Lecat Sandra, Belemnaba Lazare, Galzi Jean-Luc, Bucher Bernard
GPCRs, Pain and Inflammation Team, UMR7242, CNRS-University of Strasbourg, LabEx Medalis 300 Bvd Sébastien Brant, CS 10413, 67412 Illkirch, France.
UMR 7213, CNRS-University of Strasbourg, Laboratoire de Biophotonique et Pharmacologie, Faculté de Pharmacie, 74 route du Rhin, CS 60024, 67401 Illkirch, France.
Cell Signal. 2015 Jul;27(7):1297-304. doi: 10.1016/j.cellsig.2015.03.016. Epub 2015 Mar 25.
Neuropeptide Y binds to G-protein coupled receptors whose action results in inhibition of adenylyl cyclase activity. Using HEK293 cells stably expressing the native neuropeptide Y Y1 receptors, we found that the NPY agonist elicits a transient phosphorylation of the extracellular signal-regulated kinases (ERK1/2). We first show that ERK1/2 activation following Y1 receptor stimulation is dependent on heterotrimeric Gi/o since it is completely inhibited by pre-treatment with pertussis toxin. In addition, ERK1/2 activation is internalization-independent since mutant Y1 receptors unable to recruit β-arrestins, can still activate ERK signaling to the same extent as wild-type receptors. We next show that this activation of the MAPK pathway is inhibited by the MEK inhibitor U0126, is not dependent on calcium signaling at the Y1 receptor (no effect upon inhibition of phospholipase C, protein kinase C or protein kinase D) but instead dependent on Gβ/γ and associated signaling pathways that activate PI3-kinase. Although inhibition of the epidermal-growth factor receptor tyrosine kinase did not influence NPY-induced ERK1/2 activation, we show that the inhibition of insulin growth factor receptor IGFR by AG1024 completely blocks activation of ERK1/2 by the Y1 receptor. This Gβ/γ-PI3K-AG1024-sensitive pathway does not involve activation of IGFR through the release of a soluble ligand by metalloproteinases since it is not affected by the metalloproteinase inhibitor marimastat. Finally, we found that a similar pathway, sensitive to wortmannin-AG1024 but insensitive to marimastat, is implicated in activation of ERK signaling in HEK293 cells by endogenously expressed GPCRs coupled to Gq-protein (muscarinic M3 receptors) or coupled to Gs-protein (endothelin ETB receptors). Our analysis is the first to show that β-arrestin recruitment to the NPY Y1 receptor is not necessary for MAPK activation by this receptor but that transactivation of the IGFR receptor is required.

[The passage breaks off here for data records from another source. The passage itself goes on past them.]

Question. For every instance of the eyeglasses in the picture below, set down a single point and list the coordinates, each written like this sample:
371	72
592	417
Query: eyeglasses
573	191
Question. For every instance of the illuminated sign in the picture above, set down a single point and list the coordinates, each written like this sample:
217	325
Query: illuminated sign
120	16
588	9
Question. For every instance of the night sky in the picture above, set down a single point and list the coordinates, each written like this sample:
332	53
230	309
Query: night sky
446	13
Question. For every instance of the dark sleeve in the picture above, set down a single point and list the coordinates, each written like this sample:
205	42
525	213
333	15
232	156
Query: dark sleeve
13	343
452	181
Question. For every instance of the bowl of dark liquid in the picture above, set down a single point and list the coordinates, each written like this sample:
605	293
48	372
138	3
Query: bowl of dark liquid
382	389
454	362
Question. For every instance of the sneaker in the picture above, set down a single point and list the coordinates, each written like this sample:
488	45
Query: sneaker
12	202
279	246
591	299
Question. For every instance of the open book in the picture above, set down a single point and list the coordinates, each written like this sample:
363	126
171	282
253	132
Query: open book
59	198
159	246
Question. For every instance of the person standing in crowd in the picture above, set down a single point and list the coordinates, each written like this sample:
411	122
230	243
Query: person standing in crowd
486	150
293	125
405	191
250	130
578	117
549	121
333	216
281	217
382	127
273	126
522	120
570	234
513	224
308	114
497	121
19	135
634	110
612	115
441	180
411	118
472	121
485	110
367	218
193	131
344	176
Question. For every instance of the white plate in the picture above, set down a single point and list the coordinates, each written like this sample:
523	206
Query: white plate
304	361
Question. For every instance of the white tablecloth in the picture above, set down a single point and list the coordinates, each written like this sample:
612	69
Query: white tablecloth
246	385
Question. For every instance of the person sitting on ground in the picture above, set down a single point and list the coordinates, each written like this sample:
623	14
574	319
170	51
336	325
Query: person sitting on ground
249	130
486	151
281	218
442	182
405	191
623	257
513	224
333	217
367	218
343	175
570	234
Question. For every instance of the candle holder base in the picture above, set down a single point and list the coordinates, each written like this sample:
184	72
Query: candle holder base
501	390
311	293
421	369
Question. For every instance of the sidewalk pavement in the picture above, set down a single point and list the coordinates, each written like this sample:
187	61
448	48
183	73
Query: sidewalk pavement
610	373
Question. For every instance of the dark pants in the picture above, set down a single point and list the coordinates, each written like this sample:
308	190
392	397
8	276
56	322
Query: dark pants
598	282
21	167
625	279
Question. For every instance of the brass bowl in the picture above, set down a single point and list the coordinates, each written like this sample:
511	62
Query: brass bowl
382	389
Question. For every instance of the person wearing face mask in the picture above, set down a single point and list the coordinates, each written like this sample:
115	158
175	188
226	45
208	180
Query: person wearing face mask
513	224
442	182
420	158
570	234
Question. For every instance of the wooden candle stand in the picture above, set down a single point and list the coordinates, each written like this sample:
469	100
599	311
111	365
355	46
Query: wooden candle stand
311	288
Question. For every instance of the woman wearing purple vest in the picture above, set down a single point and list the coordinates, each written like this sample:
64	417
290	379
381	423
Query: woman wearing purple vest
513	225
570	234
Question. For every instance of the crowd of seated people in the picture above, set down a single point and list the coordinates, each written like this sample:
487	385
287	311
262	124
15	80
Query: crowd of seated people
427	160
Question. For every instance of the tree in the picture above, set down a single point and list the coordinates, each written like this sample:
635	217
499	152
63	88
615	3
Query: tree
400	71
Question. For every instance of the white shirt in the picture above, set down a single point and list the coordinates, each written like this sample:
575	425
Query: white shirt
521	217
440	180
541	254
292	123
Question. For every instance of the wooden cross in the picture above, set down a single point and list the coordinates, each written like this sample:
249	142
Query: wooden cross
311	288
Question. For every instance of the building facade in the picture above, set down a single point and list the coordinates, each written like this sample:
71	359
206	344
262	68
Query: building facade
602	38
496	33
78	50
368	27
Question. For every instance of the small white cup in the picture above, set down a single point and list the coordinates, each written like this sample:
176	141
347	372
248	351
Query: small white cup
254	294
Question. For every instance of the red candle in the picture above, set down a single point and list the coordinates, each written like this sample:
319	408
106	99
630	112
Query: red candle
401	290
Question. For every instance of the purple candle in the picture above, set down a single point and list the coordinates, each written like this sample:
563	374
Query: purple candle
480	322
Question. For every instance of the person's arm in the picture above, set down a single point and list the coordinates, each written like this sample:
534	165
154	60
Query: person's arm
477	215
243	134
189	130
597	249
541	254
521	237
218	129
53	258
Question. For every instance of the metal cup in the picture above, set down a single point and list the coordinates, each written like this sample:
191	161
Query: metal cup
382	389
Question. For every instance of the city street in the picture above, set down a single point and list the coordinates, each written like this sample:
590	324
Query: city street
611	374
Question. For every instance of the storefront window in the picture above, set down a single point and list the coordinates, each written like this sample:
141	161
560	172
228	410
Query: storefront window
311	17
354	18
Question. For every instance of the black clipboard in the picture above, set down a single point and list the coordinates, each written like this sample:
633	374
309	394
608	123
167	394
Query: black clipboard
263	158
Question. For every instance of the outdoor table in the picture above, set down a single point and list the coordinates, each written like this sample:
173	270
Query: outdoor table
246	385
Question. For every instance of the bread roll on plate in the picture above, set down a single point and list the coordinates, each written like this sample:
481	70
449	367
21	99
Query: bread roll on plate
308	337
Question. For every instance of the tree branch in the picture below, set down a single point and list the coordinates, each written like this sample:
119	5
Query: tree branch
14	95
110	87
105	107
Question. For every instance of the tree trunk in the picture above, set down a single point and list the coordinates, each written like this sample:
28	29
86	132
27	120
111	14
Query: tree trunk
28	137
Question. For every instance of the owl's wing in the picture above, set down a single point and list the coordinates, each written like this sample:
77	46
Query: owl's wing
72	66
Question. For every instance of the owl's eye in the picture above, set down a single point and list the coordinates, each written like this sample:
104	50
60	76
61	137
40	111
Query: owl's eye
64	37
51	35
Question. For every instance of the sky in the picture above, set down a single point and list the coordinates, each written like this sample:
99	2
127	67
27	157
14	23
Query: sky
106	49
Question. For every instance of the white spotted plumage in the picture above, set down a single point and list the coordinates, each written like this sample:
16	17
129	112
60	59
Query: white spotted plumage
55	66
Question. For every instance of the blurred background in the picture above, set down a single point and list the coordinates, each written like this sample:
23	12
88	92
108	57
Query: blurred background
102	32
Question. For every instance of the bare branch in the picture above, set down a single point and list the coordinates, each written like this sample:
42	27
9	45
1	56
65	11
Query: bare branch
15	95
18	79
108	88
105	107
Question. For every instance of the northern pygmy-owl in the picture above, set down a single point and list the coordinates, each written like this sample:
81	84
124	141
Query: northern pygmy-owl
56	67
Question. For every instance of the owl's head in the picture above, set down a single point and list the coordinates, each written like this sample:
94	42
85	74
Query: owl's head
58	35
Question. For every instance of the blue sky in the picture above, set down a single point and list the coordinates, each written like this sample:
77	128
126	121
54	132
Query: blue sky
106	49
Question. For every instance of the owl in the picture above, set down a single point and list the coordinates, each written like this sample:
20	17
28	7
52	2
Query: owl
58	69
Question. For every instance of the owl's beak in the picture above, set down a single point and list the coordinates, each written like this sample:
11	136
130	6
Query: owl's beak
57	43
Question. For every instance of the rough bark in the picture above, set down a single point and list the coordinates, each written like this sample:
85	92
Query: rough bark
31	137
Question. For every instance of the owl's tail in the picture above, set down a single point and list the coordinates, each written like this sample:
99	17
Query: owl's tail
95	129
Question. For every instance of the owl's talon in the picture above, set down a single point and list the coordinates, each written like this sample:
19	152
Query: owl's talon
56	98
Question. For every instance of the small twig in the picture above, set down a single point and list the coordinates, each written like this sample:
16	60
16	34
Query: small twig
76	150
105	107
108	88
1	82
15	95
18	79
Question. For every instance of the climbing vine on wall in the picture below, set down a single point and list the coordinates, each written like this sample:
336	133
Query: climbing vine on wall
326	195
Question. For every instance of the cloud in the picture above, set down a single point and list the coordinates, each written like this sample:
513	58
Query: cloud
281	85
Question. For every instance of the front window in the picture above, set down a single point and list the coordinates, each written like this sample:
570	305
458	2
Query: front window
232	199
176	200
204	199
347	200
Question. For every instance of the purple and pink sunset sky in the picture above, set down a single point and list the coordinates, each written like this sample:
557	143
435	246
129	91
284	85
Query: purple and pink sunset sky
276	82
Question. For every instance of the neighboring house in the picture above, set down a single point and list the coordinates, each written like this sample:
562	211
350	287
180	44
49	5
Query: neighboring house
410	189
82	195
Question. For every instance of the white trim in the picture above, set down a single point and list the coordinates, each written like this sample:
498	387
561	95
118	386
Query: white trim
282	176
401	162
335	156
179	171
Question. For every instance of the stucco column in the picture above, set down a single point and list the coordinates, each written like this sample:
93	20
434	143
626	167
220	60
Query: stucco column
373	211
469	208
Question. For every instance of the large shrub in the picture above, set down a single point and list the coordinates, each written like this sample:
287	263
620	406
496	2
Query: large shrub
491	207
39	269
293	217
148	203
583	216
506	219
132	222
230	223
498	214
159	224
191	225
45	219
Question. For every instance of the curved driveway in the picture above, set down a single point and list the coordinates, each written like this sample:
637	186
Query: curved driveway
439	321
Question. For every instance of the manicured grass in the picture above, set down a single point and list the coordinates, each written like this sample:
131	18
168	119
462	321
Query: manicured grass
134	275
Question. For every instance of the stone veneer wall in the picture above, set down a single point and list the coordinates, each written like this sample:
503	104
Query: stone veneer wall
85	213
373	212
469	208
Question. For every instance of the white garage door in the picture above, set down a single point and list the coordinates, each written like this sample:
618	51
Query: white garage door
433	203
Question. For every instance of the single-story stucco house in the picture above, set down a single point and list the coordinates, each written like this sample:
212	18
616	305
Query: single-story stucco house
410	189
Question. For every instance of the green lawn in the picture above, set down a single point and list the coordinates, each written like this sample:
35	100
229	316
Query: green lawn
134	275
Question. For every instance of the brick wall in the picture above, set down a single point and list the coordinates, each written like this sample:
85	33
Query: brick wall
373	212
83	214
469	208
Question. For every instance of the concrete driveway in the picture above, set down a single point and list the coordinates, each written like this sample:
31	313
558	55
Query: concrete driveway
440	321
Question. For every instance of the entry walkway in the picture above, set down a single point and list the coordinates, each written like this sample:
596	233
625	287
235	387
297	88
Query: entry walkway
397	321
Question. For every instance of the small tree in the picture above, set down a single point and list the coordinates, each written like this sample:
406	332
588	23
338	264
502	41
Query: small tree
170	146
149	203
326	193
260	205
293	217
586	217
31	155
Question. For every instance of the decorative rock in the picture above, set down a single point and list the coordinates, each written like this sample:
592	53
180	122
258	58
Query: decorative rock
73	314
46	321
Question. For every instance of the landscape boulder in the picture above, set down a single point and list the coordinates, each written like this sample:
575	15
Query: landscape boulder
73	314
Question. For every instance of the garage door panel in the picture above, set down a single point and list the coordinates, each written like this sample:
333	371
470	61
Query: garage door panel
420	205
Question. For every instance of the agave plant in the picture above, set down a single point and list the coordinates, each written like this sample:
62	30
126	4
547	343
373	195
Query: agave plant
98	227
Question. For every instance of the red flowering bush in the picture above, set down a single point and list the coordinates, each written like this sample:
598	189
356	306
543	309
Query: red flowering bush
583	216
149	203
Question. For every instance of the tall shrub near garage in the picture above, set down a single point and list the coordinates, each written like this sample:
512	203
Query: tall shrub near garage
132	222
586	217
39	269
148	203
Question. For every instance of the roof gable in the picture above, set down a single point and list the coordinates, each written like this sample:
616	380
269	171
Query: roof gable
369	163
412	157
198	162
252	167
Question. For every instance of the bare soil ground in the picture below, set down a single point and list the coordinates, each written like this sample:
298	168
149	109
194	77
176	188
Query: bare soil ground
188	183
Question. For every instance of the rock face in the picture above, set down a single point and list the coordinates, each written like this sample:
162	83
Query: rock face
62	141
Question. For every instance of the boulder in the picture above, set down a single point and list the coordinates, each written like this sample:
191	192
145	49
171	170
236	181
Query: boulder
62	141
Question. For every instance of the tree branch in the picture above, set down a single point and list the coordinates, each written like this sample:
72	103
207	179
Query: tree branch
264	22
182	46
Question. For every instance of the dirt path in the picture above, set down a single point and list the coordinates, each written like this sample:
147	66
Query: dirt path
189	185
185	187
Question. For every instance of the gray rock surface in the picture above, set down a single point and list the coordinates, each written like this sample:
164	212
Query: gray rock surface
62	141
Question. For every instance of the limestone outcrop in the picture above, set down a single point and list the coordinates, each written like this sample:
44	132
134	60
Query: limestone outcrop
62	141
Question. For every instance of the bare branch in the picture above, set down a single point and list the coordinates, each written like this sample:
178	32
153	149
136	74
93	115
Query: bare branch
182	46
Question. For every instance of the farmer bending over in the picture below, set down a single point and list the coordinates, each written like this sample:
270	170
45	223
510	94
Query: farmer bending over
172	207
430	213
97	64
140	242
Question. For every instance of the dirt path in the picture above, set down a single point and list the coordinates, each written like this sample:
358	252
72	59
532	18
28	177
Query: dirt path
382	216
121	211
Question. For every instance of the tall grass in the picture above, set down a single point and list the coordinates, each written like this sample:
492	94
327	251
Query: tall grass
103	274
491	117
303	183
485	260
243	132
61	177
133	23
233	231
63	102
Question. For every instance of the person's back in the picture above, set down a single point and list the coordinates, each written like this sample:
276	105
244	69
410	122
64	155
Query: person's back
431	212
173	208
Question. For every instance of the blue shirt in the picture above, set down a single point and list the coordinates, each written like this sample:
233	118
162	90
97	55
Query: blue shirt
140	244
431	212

神经肽Y与G蛋白偶联受体结合,其作用导致腺苷酸环化酶活性受到抑制。利用稳定表达天然神经肽Y Y1受体的HEK293细胞,我们发现神经肽Y激动剂可引发细胞外信号调节激酶(ERK1/2)的瞬时磷酸化。我们首先表明,Y1受体刺激后ERK1/2的激活依赖于异源三聚体Gi/o,因为用百日咳毒素预处理可完全抑制该激活。此外,ERK1/2的激活不依赖于内化,因为无法募集β - 抑制蛋白的突变型Y1受体仍能与野生型受体一样程度地激活ERK信号。接下来我们表明,MAPK途径的这种激活受到MEK抑制剂U0126的抑制,不依赖于Y1受体处的钙信号传导(抑制磷脂酶C、蛋白激酶C或蛋白激酶D无影响),而是依赖于激活PI3激酶的Gβ/γ及相关信号通路。虽然抑制表皮生长因子受体酪氨酸激酶不影响神经肽Y诱导的ERK1/2激活,但我们表明AG1024抑制胰岛素生长因子受体IGFR可完全阻断Y1受体对ERK1/2的激活。这种对Gβ/γ - PI3K - AG1024敏感的途径不涉及通过金属蛋白酶释放可溶性配体来激活IGFR,因为它不受金属蛋白酶抑制剂马立马司他的影响。最后,我们发现一条对渥曼青霉素 - AG1024敏感但对马立马司他不敏感的类似途径,参与内源性表达的与Gq蛋白偶联(毒蕈碱M3受体)或与Gs蛋白偶联(内皮素ETB受体)的GPCR在HEK293细胞中激活ERK信号。我们的分析首次表明,β - 抑制蛋白募集到神经肽Y Y1受体并非该受体激活MAPK所必需,但IGFR受体的反式激活是必需的。